By Kalli White
SALT LAKE CITY — State lawmakers are considering abolishing the barrier required in restaurants to shield customers from liquor dispensing — a barrier often referred to as the “Zion curtain.”
Current liquor laws have been highly debated throughout the state. During the 2015 general legislative session, Rep. Kraig Powell, R-Heber City, introduced HB339 in hopes of compromising with Zion’s controversial curtain. However, the bill did not pass, despite lawmakers’ consensus that some sort of compromise still needs to be made. Recently, Senate leaders discussed making another run at a bill.

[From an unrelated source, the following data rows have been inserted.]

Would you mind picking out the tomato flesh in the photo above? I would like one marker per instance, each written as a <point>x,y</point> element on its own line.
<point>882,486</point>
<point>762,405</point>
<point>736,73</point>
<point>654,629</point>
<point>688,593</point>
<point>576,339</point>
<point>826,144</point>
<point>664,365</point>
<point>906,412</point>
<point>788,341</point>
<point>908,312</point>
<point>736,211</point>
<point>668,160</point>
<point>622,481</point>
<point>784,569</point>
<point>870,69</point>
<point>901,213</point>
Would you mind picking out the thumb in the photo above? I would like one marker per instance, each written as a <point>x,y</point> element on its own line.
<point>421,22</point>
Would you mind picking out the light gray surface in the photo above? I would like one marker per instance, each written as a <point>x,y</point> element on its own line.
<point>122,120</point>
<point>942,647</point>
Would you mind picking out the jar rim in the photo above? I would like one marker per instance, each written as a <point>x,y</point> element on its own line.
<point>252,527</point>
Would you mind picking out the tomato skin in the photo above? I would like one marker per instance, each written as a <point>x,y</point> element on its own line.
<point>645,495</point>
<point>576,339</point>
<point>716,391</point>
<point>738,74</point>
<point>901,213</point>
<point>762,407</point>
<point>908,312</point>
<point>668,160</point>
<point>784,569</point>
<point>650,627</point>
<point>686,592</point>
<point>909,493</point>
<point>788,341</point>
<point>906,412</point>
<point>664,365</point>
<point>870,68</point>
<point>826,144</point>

“(The Zion curtain) discourages national chains from readily developing in Utah. Plus, most restaurants drive from the selling of alcohol,” said Utah restaurateur Joseph Kent. “While I can understand lawmakers’ concerns, I do feel like it creates a disincentive for national chains and independent restaurants to thrive in the economy.”
Cortney Anderson is what he calls a “transplant” to Utah from Buffalo, New York, and has said the Zion curtain is unnecessary and, at times, counterproductive in its goals to save children from alcohol abuse.

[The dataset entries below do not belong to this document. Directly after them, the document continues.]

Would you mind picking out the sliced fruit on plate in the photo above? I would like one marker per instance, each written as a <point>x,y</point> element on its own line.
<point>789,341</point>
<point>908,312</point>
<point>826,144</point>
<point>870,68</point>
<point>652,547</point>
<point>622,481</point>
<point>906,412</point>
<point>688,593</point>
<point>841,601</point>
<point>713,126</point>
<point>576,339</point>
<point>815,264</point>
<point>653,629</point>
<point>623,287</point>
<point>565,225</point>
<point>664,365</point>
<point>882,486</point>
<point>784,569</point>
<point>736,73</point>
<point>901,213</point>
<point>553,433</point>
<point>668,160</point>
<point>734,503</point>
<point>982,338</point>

“Hiding alcohol from children will not stop them from drinking. In fact, just the opposite will happen,” Anderson said. “It absolutely hinders children’s understanding of alcohol. If they don’t see it and it’s hidden, they won’t ask questions … It is scary that they might learn about it in an uncontrolled setting.”

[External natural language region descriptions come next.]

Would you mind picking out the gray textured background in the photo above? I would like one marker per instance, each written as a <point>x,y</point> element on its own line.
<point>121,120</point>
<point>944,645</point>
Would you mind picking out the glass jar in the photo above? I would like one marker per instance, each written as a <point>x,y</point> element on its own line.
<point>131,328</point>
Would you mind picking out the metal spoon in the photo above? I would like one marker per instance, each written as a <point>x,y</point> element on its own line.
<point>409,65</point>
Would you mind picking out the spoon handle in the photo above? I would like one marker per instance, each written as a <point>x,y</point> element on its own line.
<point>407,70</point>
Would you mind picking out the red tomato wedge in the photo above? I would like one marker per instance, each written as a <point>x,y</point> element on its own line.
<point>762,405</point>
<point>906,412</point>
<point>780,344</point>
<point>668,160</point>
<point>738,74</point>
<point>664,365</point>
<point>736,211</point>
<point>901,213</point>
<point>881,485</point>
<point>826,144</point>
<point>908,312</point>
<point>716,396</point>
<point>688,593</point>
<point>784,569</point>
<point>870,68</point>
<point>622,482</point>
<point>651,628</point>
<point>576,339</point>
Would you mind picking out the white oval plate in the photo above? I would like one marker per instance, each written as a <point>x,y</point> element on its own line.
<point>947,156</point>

Anderson is not alone in his doubts about current state liquor laws. BYU student Emily Christensen, who is 23-years-old, has never consumed alcohol and says she doesn’t plan on it. Yet, as a Utah native, she still says, “I feel the Zion curtain is unnecessary.”
“If people want alcohol then they will find it, but if it’s something they don’t believe in then they wont seek it out. It doesn’t matter if they know it is there or not,” Christensen said.
Senate leadership said the senate is aware of voters’ desires to change Utah’s liquor laws. Still, no bills regarding the Zion curtain have made it past the drafting stages so far in the 2016 general session.
Supporters of Utah’s current liquor law say abolishing the Zion curtain would only benefit those who drink alcohol and not those who wish to not be involved with alcoholic products.
Powell’s bill suggests allowing restaurants to have lounges or bars that would be off-limits to minors. Instead of a wall shielding the alcohol from the customers, a sign would read, “Notice: this establishment prepares and dispenses alcoholic products in public view.”
“I think anything that would let the guest choose and un-inhibit business would be great,” said Kent. “We need to balance the needs of the general public, but at the same time we need to not keep business from doing business.”
Anderson said he feels it’s a good idea to let parents decide whether or not they will eat at a restaurant with a bar visible to their children, but also believes there is a better way.
“The state does not force restaurants to have bars, so please don’t force restaurants to not have bars,” Anderson said.